Toen de bedenktijd om was, zei ze mijnheer Stuvers, dat ze liever niet wilde veranderen. Hij moest haar niet kwalijk nemen. - O nee, daar was geen sprake van, ze zouden even goede vrienden blijven. Die woorden riepen een glimlach van dankbaarheid op haar gezicht, want ze mocht mijnheer Stuvers graag. Maar ze werd zich noch van het een, noch van het ander op dat oogenblik geheel bewust.

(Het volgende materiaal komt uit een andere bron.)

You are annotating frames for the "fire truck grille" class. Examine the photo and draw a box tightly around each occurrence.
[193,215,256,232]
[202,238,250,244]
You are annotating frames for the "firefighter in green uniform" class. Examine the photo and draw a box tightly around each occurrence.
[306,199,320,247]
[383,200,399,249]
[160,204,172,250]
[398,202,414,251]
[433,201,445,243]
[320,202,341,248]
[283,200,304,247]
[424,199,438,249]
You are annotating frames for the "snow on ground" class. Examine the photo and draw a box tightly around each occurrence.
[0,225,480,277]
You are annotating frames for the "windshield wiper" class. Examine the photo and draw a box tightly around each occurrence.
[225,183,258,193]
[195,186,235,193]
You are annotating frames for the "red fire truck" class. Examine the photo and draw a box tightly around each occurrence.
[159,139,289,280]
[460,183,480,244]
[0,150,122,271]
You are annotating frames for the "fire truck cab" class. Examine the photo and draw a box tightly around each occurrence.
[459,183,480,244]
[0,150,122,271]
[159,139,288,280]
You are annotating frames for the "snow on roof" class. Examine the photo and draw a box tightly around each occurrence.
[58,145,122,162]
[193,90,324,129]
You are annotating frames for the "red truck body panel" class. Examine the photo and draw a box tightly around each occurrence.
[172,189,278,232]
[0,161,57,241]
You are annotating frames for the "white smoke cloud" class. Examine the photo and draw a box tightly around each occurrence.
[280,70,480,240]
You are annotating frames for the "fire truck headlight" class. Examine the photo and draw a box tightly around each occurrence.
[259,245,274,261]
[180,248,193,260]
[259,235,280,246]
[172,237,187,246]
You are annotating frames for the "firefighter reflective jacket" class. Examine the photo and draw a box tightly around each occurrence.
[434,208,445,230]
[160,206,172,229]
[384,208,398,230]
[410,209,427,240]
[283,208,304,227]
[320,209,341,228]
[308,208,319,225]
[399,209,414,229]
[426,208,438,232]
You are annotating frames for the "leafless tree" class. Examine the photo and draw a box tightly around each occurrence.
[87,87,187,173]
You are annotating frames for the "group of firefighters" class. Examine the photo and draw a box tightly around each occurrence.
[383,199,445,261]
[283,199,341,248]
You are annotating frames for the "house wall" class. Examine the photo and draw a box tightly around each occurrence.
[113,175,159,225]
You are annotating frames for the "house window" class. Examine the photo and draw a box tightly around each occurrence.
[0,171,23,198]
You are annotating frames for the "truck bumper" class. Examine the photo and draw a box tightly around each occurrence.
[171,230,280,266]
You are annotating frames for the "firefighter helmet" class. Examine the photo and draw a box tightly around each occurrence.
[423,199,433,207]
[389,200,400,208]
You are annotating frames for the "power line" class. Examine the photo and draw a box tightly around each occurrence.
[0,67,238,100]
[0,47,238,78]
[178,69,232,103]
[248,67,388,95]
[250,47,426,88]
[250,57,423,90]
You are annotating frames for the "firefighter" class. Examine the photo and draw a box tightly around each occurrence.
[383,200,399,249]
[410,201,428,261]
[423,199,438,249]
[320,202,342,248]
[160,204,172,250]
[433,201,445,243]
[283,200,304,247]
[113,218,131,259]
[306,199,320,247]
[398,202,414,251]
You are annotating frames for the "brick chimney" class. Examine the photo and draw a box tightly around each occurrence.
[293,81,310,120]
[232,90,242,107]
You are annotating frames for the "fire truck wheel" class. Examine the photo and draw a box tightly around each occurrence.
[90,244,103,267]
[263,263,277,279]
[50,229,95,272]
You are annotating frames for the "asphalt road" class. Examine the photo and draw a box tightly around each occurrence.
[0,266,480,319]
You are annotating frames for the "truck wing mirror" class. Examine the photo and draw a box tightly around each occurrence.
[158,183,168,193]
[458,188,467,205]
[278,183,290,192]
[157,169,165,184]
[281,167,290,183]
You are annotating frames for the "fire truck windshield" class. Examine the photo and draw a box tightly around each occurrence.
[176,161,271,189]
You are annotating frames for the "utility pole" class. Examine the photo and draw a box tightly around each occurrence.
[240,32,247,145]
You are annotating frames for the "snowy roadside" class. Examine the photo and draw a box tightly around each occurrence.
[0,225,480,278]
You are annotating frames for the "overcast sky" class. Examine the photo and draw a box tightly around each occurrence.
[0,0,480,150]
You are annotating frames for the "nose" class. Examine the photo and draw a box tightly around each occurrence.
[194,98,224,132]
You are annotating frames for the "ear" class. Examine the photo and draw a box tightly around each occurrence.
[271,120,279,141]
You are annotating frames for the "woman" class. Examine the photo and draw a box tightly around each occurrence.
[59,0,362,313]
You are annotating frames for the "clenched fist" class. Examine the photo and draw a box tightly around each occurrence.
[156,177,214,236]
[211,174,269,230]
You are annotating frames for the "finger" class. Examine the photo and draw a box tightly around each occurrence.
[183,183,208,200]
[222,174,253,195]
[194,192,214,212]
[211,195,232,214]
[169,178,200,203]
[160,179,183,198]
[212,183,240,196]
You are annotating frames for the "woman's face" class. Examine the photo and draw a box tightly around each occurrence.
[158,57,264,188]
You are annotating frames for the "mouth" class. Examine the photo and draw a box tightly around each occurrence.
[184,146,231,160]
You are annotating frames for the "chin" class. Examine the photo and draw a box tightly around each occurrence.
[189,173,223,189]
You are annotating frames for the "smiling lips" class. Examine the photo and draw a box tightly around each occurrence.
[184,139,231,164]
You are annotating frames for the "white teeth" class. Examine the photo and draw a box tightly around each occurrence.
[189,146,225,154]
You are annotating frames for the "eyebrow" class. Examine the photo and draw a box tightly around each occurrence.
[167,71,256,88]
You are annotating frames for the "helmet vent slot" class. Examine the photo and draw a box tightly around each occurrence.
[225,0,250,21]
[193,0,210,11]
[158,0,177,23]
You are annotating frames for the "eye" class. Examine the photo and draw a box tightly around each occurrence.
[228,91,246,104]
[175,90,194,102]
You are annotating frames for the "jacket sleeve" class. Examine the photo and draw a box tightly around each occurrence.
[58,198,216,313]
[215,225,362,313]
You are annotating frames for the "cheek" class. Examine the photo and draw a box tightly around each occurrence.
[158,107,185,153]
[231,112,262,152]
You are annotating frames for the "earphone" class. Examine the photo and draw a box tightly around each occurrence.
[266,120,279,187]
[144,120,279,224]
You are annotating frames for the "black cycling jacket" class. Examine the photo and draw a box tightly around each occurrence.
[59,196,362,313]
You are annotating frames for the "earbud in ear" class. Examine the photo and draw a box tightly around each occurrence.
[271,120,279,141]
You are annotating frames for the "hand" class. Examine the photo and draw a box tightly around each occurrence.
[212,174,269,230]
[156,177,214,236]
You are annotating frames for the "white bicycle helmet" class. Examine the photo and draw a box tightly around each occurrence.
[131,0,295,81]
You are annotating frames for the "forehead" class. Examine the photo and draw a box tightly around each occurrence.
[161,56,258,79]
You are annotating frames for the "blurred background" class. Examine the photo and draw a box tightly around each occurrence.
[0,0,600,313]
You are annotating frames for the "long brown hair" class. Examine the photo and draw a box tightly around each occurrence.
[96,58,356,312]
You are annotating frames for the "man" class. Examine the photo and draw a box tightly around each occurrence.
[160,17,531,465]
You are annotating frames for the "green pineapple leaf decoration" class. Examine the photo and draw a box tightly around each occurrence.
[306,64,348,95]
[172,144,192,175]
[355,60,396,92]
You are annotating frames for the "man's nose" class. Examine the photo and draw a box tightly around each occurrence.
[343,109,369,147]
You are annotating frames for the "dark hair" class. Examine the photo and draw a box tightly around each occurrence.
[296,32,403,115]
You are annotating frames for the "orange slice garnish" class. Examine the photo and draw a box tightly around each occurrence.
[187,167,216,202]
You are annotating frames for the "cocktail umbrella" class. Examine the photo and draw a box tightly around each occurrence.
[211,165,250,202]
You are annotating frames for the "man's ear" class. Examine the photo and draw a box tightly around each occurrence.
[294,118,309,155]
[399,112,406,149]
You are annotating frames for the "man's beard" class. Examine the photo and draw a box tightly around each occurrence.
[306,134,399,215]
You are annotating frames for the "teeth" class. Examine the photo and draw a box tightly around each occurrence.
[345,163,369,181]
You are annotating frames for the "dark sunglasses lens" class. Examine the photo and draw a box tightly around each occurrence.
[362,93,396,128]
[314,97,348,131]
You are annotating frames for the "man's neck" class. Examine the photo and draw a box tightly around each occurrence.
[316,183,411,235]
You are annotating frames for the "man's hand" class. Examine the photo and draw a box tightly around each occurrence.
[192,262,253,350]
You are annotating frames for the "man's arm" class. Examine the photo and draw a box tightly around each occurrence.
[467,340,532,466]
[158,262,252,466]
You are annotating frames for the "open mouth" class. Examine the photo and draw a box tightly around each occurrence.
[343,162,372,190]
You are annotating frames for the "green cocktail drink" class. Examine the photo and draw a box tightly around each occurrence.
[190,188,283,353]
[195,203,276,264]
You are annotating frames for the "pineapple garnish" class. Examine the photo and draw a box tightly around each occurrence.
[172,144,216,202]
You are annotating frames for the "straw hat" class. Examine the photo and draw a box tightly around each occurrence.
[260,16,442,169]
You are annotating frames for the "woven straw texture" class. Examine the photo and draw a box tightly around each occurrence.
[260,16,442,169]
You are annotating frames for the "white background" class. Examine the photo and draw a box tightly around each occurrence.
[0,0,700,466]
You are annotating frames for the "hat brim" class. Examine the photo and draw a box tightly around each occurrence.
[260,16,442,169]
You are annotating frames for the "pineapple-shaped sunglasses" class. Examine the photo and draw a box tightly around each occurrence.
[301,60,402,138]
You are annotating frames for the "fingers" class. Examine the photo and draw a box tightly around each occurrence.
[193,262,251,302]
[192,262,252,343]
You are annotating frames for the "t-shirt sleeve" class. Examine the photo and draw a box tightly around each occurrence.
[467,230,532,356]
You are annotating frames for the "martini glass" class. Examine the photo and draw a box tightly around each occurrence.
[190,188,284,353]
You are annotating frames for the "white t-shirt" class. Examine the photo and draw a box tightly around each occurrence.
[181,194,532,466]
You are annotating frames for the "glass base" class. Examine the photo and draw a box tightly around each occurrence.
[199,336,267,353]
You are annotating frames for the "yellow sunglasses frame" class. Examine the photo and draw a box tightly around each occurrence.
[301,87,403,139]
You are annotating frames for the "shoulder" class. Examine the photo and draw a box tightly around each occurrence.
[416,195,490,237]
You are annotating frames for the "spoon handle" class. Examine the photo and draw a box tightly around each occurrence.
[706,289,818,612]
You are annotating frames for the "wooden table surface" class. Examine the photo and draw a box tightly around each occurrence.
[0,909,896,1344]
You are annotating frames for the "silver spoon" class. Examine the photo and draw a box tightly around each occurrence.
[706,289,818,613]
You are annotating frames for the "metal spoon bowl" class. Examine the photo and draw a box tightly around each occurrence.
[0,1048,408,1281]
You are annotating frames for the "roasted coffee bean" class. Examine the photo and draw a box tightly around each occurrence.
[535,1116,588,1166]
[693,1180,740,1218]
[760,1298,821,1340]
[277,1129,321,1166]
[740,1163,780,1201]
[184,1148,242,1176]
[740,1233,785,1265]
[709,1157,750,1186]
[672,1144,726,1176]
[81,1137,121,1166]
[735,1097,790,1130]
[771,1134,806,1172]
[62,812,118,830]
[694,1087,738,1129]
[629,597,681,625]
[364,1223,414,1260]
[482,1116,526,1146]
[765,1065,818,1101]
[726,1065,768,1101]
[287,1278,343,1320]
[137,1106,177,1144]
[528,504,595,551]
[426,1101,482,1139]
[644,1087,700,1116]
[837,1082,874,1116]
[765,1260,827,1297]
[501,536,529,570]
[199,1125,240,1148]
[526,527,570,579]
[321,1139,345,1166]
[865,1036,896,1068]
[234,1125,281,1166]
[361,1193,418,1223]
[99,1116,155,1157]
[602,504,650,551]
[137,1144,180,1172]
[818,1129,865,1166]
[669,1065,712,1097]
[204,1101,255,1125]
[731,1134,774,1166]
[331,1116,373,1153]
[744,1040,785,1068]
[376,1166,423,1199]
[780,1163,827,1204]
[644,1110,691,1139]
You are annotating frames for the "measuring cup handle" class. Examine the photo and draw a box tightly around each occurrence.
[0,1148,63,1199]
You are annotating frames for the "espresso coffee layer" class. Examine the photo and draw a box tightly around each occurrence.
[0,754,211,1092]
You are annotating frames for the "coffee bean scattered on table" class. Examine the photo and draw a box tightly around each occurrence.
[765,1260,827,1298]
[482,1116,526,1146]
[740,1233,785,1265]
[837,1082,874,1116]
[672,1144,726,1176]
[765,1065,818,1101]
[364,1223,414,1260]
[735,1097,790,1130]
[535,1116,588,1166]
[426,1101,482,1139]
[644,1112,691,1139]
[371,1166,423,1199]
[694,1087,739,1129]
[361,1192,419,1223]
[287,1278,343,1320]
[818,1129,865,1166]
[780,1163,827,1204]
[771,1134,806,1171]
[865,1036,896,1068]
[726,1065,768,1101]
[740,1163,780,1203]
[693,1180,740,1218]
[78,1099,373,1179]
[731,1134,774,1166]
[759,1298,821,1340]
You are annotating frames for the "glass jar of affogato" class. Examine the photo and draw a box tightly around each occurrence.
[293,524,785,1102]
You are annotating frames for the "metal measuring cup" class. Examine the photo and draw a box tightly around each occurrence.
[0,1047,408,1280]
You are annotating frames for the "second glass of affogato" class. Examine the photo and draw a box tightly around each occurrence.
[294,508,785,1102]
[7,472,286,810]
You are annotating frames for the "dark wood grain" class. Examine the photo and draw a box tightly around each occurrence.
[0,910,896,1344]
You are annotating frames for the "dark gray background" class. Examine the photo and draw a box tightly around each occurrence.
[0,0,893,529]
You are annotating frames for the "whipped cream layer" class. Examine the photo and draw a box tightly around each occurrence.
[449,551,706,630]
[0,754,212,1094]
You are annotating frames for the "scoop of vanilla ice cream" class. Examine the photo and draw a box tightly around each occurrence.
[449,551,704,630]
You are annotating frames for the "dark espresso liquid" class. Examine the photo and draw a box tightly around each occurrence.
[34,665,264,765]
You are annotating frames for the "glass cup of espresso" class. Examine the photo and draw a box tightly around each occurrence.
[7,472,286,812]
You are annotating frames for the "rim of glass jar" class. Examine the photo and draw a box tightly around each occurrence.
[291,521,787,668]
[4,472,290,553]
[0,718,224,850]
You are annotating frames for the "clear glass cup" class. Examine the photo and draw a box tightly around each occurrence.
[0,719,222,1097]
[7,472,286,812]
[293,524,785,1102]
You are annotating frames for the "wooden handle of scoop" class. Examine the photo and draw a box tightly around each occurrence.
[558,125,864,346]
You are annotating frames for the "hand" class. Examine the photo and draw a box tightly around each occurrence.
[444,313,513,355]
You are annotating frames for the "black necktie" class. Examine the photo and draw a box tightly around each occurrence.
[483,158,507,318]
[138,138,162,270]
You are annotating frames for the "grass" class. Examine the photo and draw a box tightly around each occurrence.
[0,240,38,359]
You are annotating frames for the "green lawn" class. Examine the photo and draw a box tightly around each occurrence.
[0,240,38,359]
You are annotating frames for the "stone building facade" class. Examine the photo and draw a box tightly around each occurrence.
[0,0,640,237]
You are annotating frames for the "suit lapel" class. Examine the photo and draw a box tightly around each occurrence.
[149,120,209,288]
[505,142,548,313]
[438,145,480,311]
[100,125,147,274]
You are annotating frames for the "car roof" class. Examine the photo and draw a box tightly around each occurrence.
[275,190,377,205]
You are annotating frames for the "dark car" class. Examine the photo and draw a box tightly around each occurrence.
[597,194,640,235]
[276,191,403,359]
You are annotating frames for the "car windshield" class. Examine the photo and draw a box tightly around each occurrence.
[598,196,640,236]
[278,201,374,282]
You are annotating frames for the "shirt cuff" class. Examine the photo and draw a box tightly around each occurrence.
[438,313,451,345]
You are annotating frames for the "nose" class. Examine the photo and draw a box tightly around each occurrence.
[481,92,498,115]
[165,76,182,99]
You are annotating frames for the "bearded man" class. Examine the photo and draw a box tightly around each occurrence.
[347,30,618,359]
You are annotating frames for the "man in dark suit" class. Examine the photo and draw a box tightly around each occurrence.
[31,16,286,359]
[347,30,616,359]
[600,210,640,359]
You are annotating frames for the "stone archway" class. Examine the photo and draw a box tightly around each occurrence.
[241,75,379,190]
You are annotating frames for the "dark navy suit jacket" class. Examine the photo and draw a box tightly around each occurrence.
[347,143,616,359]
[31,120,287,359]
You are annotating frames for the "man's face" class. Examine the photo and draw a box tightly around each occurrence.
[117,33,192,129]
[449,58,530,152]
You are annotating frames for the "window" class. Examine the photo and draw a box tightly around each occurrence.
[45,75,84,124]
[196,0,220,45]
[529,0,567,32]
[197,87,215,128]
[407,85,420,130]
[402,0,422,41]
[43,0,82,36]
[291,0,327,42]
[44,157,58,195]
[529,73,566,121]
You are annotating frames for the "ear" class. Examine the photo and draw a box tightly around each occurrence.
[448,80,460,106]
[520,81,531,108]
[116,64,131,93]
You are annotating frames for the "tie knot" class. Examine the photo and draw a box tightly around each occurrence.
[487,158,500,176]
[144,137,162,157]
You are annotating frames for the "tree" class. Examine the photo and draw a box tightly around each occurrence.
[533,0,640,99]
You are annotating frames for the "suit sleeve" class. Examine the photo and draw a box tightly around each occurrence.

Dus bleef alles bij het oude.
Als ze 's morgens haar lokaal binnenstapte, keek ze rond naar Jurjen. Meestal was hij er nog niet, hij zou op het laatste nippertje komen. En dan maakte hij toch nooit den indruk van zich gehaast te hebben. Hij groette allen luidop. In 't begin van haar werken op die afdeeling, nog voor ze hem kende, had ze eens gedacht: die man heeft het air van een directeur, die den boel komt inspecteeren. Maar ze zag ook hoe onverschillig hij hun wedergroet aanhoorde. Later had hij haar gezegd: het intresseert me alleen, hoe mijn houding is tegenover jullie, de rest raakt me niet.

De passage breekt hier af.